50/50 by 2020? The international film biz still has a long way to go to reach gender parity, but there are reasons to be optimistic, agreed a panel held at the Berlin Film Festival today.
The stated goal of the 5050×2020 campaign – which was originally launched at the 2016 Cannes Film Festival by the Swedish Film Institute and subsequently joined by film institutes and festivals around the world – was to move towards gender parity by this year. Ultimately that may have never been realistic, as change in the film industry typically happens at a snail’s pace, but the fight continues, insisted Time’s Up UK chief Heather Rabbatts.

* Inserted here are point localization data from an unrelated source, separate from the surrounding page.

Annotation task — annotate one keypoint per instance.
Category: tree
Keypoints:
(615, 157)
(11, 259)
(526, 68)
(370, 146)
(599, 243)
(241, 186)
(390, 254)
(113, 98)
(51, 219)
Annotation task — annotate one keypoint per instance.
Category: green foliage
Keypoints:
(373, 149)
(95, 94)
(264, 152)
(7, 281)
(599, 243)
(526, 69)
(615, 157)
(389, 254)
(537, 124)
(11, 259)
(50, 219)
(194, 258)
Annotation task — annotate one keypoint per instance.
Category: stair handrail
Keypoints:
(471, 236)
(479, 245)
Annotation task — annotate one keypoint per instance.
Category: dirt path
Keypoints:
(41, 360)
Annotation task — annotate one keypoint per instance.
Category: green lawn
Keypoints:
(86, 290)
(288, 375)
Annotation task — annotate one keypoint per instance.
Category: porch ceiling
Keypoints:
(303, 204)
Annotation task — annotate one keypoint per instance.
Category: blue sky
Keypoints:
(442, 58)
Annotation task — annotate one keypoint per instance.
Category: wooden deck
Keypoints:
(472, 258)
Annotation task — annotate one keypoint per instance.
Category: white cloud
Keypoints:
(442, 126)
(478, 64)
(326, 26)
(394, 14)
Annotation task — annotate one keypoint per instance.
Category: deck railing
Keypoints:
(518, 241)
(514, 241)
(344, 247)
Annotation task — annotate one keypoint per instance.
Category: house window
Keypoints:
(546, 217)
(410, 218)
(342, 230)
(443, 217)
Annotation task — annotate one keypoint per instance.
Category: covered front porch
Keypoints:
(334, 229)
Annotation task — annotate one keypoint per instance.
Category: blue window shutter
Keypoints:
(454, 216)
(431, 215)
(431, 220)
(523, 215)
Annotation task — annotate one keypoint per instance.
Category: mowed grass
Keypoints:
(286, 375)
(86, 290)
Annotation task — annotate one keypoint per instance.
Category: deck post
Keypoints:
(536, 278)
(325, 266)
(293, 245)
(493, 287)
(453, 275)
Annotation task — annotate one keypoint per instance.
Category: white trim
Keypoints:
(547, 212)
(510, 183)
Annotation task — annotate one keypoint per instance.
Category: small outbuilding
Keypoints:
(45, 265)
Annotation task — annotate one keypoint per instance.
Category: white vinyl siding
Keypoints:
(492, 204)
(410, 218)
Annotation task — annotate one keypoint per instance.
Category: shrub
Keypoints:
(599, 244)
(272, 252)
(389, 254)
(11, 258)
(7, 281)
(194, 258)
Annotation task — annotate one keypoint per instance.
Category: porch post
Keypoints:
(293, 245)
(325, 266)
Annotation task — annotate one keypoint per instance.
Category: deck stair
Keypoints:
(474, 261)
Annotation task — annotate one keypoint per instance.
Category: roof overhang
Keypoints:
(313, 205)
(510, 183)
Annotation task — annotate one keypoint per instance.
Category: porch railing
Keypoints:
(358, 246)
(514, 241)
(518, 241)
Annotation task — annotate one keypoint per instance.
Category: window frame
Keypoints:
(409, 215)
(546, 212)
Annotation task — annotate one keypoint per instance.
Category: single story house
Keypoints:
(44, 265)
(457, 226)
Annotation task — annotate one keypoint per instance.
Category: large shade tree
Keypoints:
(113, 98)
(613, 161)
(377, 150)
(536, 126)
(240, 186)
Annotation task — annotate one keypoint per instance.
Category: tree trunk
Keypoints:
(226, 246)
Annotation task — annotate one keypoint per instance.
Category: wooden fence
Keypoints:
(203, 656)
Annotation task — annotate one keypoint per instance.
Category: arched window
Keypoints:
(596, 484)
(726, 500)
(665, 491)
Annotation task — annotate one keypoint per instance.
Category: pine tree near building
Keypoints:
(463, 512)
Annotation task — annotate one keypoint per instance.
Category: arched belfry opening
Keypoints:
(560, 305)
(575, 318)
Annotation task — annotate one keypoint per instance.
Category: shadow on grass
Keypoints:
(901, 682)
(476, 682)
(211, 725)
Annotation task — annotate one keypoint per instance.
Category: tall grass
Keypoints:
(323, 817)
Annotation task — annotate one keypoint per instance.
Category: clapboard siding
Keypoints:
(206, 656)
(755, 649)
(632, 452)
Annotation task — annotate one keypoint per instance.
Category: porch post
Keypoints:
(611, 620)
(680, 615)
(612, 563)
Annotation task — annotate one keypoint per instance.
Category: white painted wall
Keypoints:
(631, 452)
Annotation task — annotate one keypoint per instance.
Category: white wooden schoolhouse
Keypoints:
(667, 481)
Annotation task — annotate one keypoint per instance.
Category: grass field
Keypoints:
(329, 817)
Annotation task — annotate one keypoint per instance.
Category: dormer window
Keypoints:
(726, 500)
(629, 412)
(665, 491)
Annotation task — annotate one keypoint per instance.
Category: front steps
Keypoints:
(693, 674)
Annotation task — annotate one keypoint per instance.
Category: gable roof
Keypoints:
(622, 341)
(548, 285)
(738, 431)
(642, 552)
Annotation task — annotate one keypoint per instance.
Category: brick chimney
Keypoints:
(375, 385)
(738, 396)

“This is a movement that’s started, it’s not going to go back in the box,” she said.
Rabbatts commented that the BAFTA awards were “very disappointing this year”, with no women directors or non-white actors nominated despite there being “more films from women and people of colours than for a long time”. She added that the decision in the Harvey Weinstein trial, which could come tomorrow, was set to be a watershed moment but “not the end of everything”.
There was positivity to be found in the loud and passionate reaction to the BAFTA noms, she explained, “ I can remember arguing about diversity years ago and nobody paid any attention, but BAFTA couldn’t get out from under its this year, this is a signal that this is not going away.”
Rabbatts also said Time’s Up would be working closely with BAFTA to advise on how it can improve its diversity for next year.
The Berlinale this year features 33% films (six of 18) in Competition with women directors, a drop on last year’s percentage of 41%, though the numbers still compare favourably to other major fests like Venice and Cannes.
All of the major festivals have now signed a pledge introduced by 5050×2020 to increase the gender parity of its top execs and selection committees and improve transparency. However, it was pointed out on the panel that the executives running these festivals remain 70% male and 90% white.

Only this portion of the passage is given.